As Liz morphs into Colin, Colin fades into someone smaller and meeker and begins showing human emotions instead of constantly maintaining his business demeanor. He's distracted, his drumming slows, and he continually asks everyone whether their hearts are in this kind of hardball marketing, when his obviously is not. A cycle emerges: Everyone becomes the one they hate, but being this amoral person grinds them down.
No One Sees the Video could be a depressing tale about people trading their spirits and ideals for money and success, but Crimp's journey is a laugh-out-loud funny look at how creepy the world of marketing and product development can be. It never wears; the three acts whiz by.
Colin's quirks are only part of the comedy. McGrew offers laughs as Karen and Sally (she seems to be channeling Bubble from the BBC show Absolutely Fabulous, only Sally is a crude brunette, not a charmingly clueless blonde). Kent Williams takes on several characters, as he did in Theatre Quorum's Turn of the Screw last year. He plays Liz's client and two drunk bar patrons. One jokes with Colin in London; the other flirts with Liz on a business trip to northeastern England. The latter barfly stings her -- he says any woman who earns good money in London must be making it on her back.
Though Crimp set the play in his native England, the idea of companies using common folk to help decide what consumers need to "fill the void," as Colin says, is especially applicable here, where almost every trip to the mall brings shoppers in contact with a survey girl who demands just a minute of their time, and takes five instead.

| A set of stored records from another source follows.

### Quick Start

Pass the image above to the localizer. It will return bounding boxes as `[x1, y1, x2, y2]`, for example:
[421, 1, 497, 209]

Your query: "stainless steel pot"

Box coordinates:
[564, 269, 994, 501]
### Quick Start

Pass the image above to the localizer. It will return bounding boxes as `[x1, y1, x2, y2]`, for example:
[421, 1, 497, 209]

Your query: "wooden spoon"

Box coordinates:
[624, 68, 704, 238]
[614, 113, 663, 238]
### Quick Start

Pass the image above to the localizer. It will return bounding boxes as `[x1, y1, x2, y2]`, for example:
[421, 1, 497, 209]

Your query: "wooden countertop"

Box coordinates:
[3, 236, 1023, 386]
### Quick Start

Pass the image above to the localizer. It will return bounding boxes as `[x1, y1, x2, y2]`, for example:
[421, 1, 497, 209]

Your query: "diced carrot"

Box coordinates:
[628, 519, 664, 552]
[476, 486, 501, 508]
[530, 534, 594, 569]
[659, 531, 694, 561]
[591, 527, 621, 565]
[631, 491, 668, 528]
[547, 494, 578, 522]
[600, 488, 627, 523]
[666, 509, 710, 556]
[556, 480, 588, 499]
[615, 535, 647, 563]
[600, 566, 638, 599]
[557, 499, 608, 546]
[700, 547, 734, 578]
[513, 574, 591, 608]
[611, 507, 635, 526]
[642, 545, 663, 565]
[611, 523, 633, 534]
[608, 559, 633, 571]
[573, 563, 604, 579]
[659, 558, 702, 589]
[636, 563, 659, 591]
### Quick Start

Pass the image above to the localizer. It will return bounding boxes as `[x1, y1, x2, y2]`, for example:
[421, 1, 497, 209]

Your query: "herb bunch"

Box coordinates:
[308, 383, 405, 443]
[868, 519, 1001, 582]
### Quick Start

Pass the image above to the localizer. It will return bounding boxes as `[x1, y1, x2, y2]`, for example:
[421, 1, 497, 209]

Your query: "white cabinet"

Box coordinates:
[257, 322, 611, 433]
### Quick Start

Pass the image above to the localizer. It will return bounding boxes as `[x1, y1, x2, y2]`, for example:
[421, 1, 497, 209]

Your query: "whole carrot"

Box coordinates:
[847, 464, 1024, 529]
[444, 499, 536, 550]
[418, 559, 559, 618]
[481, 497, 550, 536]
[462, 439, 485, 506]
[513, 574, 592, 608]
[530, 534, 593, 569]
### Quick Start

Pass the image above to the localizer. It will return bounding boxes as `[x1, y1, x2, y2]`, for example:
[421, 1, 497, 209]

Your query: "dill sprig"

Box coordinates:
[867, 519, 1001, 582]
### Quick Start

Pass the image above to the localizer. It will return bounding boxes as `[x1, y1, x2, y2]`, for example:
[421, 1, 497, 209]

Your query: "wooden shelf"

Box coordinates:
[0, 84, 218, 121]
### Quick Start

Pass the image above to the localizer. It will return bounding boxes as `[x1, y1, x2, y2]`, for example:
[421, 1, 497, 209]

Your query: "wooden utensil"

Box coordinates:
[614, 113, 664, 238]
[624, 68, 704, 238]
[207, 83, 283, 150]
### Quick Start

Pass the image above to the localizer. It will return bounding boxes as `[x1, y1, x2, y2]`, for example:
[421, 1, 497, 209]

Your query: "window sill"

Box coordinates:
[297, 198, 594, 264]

The cast members' accents are understated (Steven Blount, who plays Linda's husband, Paul, nails a northern England working-class accent), and the dialogue zings like arrows out of a crossbow, hitting its mark each time with sharpened barbs.
No One Sees the Video is performed in the Mesquite Arts Center's black box theater, with each of the play's locations set several feet from the next in the long, dark room. The company's office contains a desk, two chairs, a television, and the video camera. It's so nondescript and empty, it could be anywhere and anytime, making Colin's warning about people becoming that which they hate echo long after the laughs.